Credit Suisse First Boston ran the books on the Rule 144A deal which priced with an initial coupon of 12%. The interest rate will be permanently reset on Sept. 27, 2003.

The proceeds will be used to help fund the buyout of GE Global eXchange Services by Francisco Partners, which announced the completion of the acquisition in the Friday press release.

In the secondary, the airline industry was again the focus of much of what trading did take place. United Airlines - in the wake of the five-year plan for $5 billion in wage concessions presented by its unions on Thursday - "certainly opened stronger," the trader said, quoting its 10.67% notes due 2004 as having traded at bid levels in the 26-28 area, up about three points on the session.

However, another trader pegged the troubled Number-Two U.S. air carrier's notes - which had risen around four or five points on Thursday - as having closed down about two points across the board on Friday in the face of the generally heavy market and the pall thrown over the airline sector by news from UAL rival Delta Airlines. "UAL was down two points, but Delta had the biggest drop," he said.

The trader quoted the Atlanta-based Number-Three air carrier's 7.90% notes due 2009 as having fallen about five points on the session, to 62 bid/63 offered.

During the session, Delta warned that it would post deeper-than-expected losses in the third quarter and said it was eliminating 1,500 flight attendant jobs, citing the continued funk through which the airline industry has been flying since last year's Sept. 11 airborne terrorist strikes against the U.S.

In July, Delta had projected that it would post a third-quarter loss of $1.34 per share - but on Friday, it upped that figure to $225 million, or equivalent to $1.83 per share, excluding special items. That's far worse than the approximately $193 million ($1.57 per share) that analysts had been expecting for the quarter.

Those widened loss projections caused Delta shares to plunge $2.81 (24.43%) in Friday's New York Stock Exchange dealings, to $8.69. Volume of 7.8 million shares was more than four times the norm.

Of more concern to bondholders was Delta's announcement, along with its worsened loss projections, that it would not be able to meet the debt-to-equity ratio limit in a letter-of-credit facility by the end of the year, forcing it to renegotiate the terms of the $409 million agreement.
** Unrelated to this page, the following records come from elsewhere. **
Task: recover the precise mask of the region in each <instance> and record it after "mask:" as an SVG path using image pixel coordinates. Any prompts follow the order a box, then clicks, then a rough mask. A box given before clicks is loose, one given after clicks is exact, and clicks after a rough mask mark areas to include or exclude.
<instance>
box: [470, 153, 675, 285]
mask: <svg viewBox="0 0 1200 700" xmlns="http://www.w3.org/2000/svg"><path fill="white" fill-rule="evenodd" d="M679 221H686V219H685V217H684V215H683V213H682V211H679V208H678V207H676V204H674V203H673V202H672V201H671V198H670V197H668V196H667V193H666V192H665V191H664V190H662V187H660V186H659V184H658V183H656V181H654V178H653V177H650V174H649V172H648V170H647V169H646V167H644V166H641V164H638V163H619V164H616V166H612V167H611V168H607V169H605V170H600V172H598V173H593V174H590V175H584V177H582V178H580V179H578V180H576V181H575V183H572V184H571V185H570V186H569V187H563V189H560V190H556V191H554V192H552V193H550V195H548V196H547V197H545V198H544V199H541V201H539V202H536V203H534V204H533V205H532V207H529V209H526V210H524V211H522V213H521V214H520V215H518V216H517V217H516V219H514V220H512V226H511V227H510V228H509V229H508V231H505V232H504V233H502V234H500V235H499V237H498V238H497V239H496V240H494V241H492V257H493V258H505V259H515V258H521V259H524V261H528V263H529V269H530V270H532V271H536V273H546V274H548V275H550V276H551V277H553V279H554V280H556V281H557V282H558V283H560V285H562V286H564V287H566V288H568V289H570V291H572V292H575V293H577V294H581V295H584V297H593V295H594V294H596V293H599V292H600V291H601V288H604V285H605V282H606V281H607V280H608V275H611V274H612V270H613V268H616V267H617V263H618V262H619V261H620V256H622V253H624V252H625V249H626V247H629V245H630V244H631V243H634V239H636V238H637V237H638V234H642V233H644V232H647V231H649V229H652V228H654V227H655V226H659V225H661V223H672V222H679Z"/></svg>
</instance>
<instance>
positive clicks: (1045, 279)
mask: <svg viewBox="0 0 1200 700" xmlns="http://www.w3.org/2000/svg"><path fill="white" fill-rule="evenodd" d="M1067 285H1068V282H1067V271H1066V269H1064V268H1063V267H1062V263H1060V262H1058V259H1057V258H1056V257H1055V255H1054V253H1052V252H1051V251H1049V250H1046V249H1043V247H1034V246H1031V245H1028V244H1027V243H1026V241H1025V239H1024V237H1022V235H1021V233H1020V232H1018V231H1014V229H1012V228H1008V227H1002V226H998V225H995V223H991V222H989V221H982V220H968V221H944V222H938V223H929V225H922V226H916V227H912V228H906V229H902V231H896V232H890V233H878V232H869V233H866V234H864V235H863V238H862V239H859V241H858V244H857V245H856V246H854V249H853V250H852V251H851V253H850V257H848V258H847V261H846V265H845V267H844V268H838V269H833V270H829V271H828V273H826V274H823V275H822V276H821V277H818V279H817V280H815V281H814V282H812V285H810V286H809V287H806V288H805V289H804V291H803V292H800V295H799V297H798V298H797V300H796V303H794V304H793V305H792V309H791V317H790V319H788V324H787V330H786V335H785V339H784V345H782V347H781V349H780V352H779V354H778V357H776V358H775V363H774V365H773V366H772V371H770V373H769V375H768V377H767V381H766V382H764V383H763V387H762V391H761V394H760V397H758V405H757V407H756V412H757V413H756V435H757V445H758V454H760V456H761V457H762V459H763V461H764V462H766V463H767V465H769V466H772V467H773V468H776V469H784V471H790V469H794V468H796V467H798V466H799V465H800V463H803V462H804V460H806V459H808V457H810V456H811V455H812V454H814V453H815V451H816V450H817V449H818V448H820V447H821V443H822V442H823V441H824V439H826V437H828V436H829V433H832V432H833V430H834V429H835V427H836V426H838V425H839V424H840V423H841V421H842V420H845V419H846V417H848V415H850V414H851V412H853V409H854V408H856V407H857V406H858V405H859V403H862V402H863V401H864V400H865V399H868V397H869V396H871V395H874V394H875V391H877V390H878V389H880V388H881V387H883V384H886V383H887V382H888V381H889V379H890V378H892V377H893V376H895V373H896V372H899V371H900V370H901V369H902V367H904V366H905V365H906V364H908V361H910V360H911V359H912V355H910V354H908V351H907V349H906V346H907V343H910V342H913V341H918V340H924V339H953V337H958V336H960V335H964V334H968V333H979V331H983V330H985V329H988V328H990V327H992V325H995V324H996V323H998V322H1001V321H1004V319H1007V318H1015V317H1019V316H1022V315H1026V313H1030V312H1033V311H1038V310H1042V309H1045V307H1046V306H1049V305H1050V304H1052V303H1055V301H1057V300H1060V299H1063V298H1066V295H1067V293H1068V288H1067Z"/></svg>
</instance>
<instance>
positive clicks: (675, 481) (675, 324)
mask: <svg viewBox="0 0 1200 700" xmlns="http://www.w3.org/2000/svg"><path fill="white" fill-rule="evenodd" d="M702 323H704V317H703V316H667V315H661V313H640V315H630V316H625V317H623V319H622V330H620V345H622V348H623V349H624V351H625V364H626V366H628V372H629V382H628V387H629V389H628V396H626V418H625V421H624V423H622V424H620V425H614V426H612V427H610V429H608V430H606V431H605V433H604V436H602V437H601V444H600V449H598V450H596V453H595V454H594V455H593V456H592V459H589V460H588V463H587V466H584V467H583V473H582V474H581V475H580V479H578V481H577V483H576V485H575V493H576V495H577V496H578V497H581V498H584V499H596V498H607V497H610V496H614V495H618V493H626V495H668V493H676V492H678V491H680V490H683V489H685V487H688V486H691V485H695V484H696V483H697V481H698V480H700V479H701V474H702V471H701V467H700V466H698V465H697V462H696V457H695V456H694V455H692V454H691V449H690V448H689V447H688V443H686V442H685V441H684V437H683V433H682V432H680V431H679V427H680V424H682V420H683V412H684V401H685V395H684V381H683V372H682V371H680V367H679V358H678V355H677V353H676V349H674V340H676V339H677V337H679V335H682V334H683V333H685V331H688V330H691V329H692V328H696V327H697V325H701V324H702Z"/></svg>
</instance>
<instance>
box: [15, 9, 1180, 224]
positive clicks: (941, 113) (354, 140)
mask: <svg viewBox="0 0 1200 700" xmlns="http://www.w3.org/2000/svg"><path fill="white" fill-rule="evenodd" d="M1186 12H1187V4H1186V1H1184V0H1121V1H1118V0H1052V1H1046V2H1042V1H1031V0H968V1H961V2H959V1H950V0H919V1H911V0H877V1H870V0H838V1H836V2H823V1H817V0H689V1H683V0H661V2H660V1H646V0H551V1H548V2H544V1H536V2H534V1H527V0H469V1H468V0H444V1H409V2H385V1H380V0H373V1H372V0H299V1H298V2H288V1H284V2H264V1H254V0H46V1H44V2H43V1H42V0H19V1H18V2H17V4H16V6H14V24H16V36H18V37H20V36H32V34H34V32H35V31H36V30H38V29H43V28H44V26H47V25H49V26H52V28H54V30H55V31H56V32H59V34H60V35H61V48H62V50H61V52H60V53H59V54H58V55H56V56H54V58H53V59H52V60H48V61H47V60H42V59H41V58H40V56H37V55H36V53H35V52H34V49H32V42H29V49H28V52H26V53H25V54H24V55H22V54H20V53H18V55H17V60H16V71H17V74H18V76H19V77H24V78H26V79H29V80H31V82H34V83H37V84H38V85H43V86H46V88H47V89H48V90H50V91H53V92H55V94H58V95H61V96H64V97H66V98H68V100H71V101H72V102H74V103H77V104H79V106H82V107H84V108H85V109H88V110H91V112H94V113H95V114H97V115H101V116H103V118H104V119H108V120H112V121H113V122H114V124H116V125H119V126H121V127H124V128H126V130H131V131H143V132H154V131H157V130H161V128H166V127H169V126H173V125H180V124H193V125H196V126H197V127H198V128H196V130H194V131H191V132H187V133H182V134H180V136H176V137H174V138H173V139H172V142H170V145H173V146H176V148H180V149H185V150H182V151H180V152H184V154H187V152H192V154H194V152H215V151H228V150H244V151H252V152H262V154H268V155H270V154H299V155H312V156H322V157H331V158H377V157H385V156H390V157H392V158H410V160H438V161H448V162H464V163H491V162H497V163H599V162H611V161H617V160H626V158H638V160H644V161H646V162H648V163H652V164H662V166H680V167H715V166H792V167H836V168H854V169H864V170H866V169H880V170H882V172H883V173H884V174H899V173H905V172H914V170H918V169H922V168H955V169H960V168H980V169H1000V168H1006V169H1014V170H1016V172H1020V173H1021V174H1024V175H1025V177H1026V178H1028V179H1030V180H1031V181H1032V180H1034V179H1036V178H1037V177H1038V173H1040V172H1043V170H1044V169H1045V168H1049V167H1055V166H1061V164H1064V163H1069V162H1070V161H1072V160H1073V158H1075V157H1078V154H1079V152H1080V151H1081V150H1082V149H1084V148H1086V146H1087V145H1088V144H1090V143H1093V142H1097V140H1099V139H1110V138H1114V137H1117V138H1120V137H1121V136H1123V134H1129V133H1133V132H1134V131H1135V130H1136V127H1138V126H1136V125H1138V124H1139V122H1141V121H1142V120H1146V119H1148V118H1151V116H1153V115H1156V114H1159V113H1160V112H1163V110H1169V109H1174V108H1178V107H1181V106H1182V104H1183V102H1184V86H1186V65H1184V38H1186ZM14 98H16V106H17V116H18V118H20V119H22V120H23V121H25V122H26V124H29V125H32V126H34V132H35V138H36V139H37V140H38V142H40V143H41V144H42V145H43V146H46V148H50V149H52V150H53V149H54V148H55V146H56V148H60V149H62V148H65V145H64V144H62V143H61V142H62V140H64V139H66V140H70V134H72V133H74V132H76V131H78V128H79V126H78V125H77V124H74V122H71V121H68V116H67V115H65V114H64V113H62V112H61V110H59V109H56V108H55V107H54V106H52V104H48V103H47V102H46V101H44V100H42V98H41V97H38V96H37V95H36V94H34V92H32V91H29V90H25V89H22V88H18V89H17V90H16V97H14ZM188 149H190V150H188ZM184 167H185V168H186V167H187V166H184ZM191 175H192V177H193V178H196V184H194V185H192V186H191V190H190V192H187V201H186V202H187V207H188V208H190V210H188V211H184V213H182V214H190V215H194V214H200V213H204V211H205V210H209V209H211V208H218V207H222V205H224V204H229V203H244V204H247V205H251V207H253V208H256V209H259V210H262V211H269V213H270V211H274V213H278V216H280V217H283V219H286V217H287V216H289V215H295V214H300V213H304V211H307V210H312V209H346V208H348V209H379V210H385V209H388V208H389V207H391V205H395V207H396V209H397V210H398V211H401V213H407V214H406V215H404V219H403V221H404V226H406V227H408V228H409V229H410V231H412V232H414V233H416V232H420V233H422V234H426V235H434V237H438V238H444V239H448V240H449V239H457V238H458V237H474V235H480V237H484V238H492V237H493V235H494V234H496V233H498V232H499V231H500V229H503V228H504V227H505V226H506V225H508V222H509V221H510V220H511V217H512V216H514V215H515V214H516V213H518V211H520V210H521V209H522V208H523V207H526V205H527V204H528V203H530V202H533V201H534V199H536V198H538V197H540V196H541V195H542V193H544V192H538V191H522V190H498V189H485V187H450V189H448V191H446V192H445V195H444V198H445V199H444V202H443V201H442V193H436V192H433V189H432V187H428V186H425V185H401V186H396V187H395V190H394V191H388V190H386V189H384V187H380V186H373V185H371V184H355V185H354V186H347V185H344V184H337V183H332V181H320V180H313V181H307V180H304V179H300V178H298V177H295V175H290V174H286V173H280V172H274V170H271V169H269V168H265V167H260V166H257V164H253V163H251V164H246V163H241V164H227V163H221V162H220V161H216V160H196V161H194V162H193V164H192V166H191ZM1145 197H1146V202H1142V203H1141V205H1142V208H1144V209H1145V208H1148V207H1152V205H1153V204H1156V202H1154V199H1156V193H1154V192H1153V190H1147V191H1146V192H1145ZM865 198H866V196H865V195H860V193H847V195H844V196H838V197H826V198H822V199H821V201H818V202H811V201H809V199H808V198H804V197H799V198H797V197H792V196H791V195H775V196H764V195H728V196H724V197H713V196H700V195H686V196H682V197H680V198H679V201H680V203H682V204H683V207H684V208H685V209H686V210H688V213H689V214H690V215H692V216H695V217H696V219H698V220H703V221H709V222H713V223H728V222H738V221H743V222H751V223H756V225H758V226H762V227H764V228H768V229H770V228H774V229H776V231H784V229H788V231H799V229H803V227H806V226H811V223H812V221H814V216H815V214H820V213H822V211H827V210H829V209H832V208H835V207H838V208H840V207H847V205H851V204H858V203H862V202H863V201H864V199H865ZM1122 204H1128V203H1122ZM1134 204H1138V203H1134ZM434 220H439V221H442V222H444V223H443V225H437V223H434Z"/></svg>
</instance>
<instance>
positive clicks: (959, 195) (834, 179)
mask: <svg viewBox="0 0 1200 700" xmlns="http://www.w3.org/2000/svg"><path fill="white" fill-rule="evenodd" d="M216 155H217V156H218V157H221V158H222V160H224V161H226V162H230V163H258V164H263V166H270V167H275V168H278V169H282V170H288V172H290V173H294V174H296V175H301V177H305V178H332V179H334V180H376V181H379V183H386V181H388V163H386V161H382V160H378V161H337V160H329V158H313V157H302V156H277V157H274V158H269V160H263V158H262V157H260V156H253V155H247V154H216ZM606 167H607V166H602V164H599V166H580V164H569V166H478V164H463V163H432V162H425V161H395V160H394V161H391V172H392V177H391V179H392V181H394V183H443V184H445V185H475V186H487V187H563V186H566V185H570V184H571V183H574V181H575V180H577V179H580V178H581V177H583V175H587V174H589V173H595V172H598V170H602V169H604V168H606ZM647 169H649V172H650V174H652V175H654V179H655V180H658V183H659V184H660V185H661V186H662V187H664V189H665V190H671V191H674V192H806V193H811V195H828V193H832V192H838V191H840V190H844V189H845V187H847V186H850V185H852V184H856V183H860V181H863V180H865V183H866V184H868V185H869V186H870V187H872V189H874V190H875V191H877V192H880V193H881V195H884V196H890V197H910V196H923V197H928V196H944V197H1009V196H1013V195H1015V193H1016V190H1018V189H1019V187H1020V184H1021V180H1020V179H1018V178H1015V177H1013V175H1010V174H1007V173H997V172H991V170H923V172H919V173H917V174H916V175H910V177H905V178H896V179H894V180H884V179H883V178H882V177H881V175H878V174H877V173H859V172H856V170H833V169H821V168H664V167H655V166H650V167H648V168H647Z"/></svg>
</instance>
Delta said that Commerzbank AG, one of its lenders, had agreed to replace the debt-to-equity ratio with a guarantee that the air carrier would maintain a minimum of $1 billion of cash, cash equivalents and short-term investments.

Standard & Poor's meanwhile said that its BB credit rating and negative outlook on Delta was unchanged.

Apart from the volatile airline sector, however, a trader said that there was "very limited trading" as stocks deteriorated and bond players sat on their hands. "The Street was asleep."

He saw Qwest Communications International debt weaken between one and two points, mostly on a lack of participation, noting that many portfolio managers and other buyside decision-makers, having spent most of the week at a Deutsche Bank Securities bond conference in sunny Scottsdale, Ariz. had probably delayed their return to cool and rainy New York and other East Coast business centers by a day.

As a result, he said, there was little doing even in the usual big names, such as Nextel Communications Inc. Charter Communications and the recently active Fleming Cos. Trading in the latter credit - which had firmed smartly over a two-day period earlier in the week on its announcement that it would sell its retail unit and put the proceeds toward debt reduction - was "non-existent."

Another trader said he saw about a point improvement in AT&T Canada bonds, with its 7.65% notes rising to 13.5 bid/15.5 offered and its 7 5/8% notes at 12.5 bid/13.5 offered.

At another desk, Outsourcing Solutions, normally a little-traded credit, was quoted down as much as 15 points over two sessions, with its 11% notes due 2006 at 55 bid.

But overall, trading was seen as light, and not very encouraging. "We closed sloppy," a trader said, "and we're probably going to open sloppy on Monday morning."